When Jazz Impresario George Wein heard these lines, hastily composed by Poet Langston Hughes last week, he "bawled like a baby." Most of the backers of the Newport Jazz Festival bawled with him. When the biggest jazz bash in the country was closed down in the wake of drunken rioting, with 12,000 college students finally tamed by the state police, National Guard and the U.S. Marines, the backers figured to lose $150,000 in advance ticket sales, not to mention the festival's glamorous name.

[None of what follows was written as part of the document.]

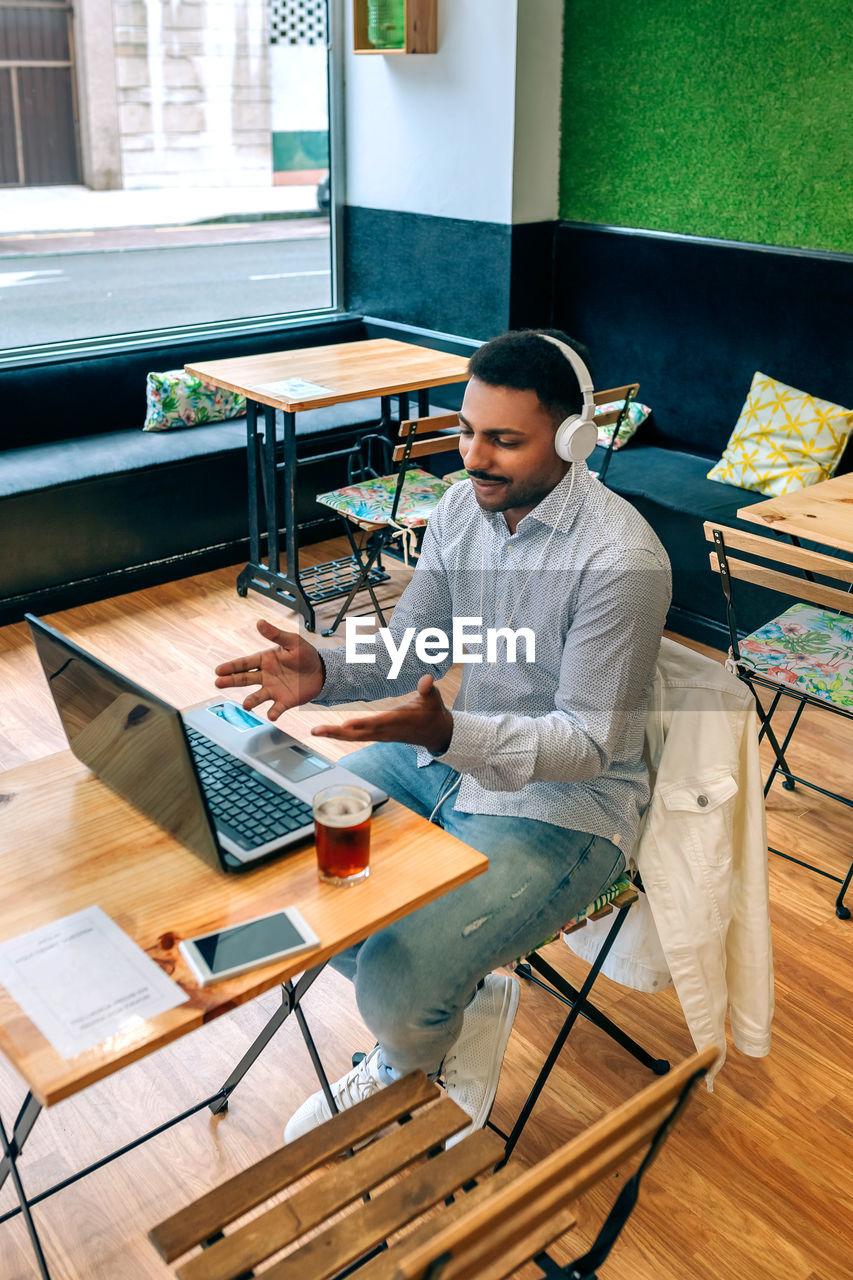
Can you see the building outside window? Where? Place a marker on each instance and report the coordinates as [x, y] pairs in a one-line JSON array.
[[164, 164]]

By week's end Wein & Co. were singing a sprightlier tune. Performing jazzmen and local merchants were not pressing for their bills, ticket holders might be refunded with jazz albums instead of cash, and so it looked as if the festival would just about break even. While power shovels scooped heaps of beer cans off the streets, talk about permanent cancellation ("This means the end of the Newport Jazz Festival," Founder Louis L. Lorillard had said in the dark weekend hours) had all but disappeared.

The brightest note at Newport was sounded by a rebel group of modern jazzmen who launched their own competing festival in a rambling seaside hotel, Cliff Walk Manor. Headed by Bass Player Charlie Mingus and Drummer Max Roach, the rebels played right through the riotous weekend, drew 750 people on Sunday night, grossed $4,700. With the encouragement of Louis Lorillard's divorced wife Elaine, they made plans to form their own Jazz Artists' Guild, and to sell tapes of their concerts, which eventually may appear on four LPs under the title Rebellion at Newport. The cool rebels, including such top modern jazzmen as Roy Eldridge, Jo Jones, Ornette Coleman and Coleman Hawkins, hope to appear at Manhattan's Village Gate, tour the country next winter, return in triumph to Newport next year.

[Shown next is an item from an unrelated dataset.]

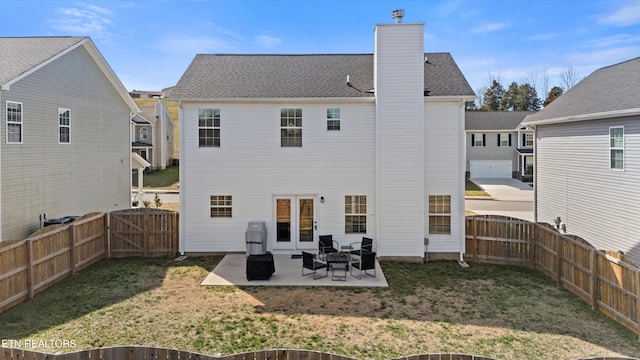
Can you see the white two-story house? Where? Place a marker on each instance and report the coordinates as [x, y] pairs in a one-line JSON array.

Even without the riots, the rebels feel, the old-style Newport Festival was doomed—it was too big, too square and too interested in box office instead of music. Even if the festival is revived next year, it will hardly be the same again. Langston Hughes summed it up:

I got to keep up singing

Though I got the Newport blues . . .

Those sad, bad Goodbye Newport blues.